Ihr Vater stellte die zwei Portionen Spiegelei auf den Tisch und goss Kaffee ein.

»Wieso bist du schon so früh auf den Beinen?«, wollte Anna wissen.

»Wahlkampf. Termine im Wahlkreis.«

»Überanstreng dich nicht.«

»Hör auf, Anna. Du hast selbst gesagt, ich bin kein alter Mann.«

»Allein die weite Strecke im Berufsverkehr.«

»Sven wird mich fahren.«

»Warum muss dein Wahlkreis im Ruhrgebiet liegen und nicht hier im Kreis Neuss oder in Düsseldorf?«

»Ich stamme von dort. Du weißt, dass die Leute so etwas schätzen. Wetten, dass ich bei den Erststimmen keine Einbußen davontragen werde?«

»Es ist ja nur, weil du einen Infarkt hattest. Du solltest das Warnsignal beherzigen.«

»Ich will jetzt nichts mehr davon hören.«

Eine Weile spachtelte der Abgeordnete still sein Frühstück. Dann sagte er: »Michael hatte keine Ahnung. Und ich möchte, dass das so bleibt. Die Geschichte mit Karin war nur eine …« Er suchte nach dem richtigen Wort.
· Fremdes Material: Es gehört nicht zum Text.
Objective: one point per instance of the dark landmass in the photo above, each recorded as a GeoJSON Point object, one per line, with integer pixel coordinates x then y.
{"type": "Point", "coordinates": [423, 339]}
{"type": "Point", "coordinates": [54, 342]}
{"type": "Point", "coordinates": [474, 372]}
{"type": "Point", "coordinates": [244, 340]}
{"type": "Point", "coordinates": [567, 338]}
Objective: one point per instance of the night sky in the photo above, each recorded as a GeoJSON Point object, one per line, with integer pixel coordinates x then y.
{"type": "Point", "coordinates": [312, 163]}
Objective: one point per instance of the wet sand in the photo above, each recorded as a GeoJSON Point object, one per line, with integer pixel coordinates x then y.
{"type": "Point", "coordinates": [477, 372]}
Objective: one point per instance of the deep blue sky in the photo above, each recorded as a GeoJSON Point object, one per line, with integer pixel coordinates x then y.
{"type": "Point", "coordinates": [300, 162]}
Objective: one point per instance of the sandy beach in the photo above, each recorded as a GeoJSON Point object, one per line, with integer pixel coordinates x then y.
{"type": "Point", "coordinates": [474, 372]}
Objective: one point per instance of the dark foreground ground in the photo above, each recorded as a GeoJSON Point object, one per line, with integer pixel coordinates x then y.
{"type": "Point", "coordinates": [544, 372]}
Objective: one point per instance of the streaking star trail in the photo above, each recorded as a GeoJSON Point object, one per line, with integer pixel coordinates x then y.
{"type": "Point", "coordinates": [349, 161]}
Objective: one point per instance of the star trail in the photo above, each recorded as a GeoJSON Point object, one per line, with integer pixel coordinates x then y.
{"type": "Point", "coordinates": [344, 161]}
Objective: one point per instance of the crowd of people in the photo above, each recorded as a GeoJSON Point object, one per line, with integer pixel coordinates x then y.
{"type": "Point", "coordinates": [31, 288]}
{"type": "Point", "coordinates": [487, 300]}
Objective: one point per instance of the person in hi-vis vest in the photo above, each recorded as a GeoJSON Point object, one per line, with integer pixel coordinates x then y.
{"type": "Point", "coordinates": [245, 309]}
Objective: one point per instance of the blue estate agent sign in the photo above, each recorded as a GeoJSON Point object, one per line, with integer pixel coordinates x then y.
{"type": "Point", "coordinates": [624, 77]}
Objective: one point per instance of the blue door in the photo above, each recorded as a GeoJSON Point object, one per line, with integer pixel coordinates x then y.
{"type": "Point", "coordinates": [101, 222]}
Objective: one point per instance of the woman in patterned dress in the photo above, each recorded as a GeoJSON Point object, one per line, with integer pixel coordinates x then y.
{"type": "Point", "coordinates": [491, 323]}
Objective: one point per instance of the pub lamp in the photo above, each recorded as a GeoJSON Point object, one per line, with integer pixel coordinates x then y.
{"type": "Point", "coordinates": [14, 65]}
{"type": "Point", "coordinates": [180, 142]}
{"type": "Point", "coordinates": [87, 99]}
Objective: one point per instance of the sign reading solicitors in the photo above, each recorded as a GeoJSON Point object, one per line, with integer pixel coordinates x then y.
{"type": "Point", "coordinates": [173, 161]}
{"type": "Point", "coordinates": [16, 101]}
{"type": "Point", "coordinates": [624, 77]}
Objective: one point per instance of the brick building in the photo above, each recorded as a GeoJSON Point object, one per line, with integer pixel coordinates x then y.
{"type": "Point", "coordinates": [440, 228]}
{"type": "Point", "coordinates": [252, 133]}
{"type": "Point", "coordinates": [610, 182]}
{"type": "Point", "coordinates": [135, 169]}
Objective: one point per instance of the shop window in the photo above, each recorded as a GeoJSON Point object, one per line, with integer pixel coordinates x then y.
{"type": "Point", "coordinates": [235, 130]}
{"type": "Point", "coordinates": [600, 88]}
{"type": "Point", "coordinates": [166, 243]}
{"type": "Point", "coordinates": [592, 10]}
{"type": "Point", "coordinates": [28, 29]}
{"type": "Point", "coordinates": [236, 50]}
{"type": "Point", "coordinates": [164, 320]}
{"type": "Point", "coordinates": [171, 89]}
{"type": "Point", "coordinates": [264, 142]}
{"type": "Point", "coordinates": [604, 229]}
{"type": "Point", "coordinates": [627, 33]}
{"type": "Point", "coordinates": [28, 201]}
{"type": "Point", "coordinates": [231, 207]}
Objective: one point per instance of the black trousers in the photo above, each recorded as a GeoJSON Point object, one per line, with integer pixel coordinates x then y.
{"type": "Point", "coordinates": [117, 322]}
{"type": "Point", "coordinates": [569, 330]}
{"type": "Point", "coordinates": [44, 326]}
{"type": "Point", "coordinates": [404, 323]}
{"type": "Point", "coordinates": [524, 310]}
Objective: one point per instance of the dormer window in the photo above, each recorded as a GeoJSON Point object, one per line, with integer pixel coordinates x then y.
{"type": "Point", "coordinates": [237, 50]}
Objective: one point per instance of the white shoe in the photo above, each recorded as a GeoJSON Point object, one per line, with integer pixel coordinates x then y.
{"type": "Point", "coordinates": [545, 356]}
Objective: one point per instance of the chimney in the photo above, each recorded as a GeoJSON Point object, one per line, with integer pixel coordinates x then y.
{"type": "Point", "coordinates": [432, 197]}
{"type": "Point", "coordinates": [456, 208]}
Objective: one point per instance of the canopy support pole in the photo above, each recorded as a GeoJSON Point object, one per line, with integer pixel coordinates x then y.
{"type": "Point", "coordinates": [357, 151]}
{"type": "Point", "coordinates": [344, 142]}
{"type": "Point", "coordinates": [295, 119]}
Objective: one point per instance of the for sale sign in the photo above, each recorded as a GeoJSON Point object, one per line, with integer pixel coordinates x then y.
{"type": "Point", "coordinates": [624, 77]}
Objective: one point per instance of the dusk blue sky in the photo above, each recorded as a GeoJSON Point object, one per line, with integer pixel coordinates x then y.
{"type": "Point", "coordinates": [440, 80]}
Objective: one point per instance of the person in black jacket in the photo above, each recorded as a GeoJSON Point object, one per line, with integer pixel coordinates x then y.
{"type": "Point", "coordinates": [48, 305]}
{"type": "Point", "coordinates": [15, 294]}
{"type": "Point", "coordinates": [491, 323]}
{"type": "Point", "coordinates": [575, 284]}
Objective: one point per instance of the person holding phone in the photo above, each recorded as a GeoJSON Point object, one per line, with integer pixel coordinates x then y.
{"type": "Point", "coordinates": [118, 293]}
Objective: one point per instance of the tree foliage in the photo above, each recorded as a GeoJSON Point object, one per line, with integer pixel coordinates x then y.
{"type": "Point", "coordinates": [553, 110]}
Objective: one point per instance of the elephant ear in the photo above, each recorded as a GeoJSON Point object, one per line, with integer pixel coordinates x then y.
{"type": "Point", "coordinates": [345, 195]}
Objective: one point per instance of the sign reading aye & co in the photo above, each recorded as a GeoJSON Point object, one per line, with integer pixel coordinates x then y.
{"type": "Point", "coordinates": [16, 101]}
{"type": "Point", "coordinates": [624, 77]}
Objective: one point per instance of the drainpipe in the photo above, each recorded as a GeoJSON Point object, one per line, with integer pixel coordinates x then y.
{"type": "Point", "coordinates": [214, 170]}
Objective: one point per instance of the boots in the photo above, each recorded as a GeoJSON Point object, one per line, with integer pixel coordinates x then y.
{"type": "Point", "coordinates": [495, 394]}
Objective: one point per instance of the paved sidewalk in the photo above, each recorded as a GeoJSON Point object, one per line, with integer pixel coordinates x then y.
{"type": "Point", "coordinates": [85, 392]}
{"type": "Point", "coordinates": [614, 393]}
Anna fragte: »Was hattet ihr bei Odenthals Vernehmung zu suchen, Michael und du?«

»Warum misstraust du mir plötzlich?«

»Hast du Odenthal zum Geständnis genötigt?«

»Du wirst allmählich wie deine Mutter.«

Er aß weiter. Anna stand auf. Wieder musste sie sich festhalten. Nur ein Rest von Noctumed in ihren Adern – nichts weiter.

»Was ist los?«, fragte er. »Keinen Appetit?«

»Sag, was habt ihr mit Odenthal gemacht?«

»Nichts.«

»Ich weiß nicht mehr, was ich dir glauben kann.«

»Hör zu, Anna, ich hab’s für Michael getan. Er hat gelitten wie ein Hund. Er hielt es nicht aus, dass der Mörder seines Sohnes die ganze Zeit leugnete. Michael brauchte Gewissheit, verstehst du?«

»Und dann habt ihr den Verdächtigen so lange bearbeitet, bis er alles zugab, was ihr hören wolltet.«

»Wir haben keine Gewalt angewandt, wenn du das meinst.«

Anna musste sich setzen.

Karins Aussage war falsch gewesen, das Geständnis ebenfalls. Damit stand und fiel das Urteil mit dem Alibi. Odenthals Mitbewohner hatte es widerrufen – nachdem sie, Anna, den pädophilen Lehrer bearbeitet hatte, bis er zugab, was sie hören wollte.

Ihr war, als würde sie in einen Abgrund fallen.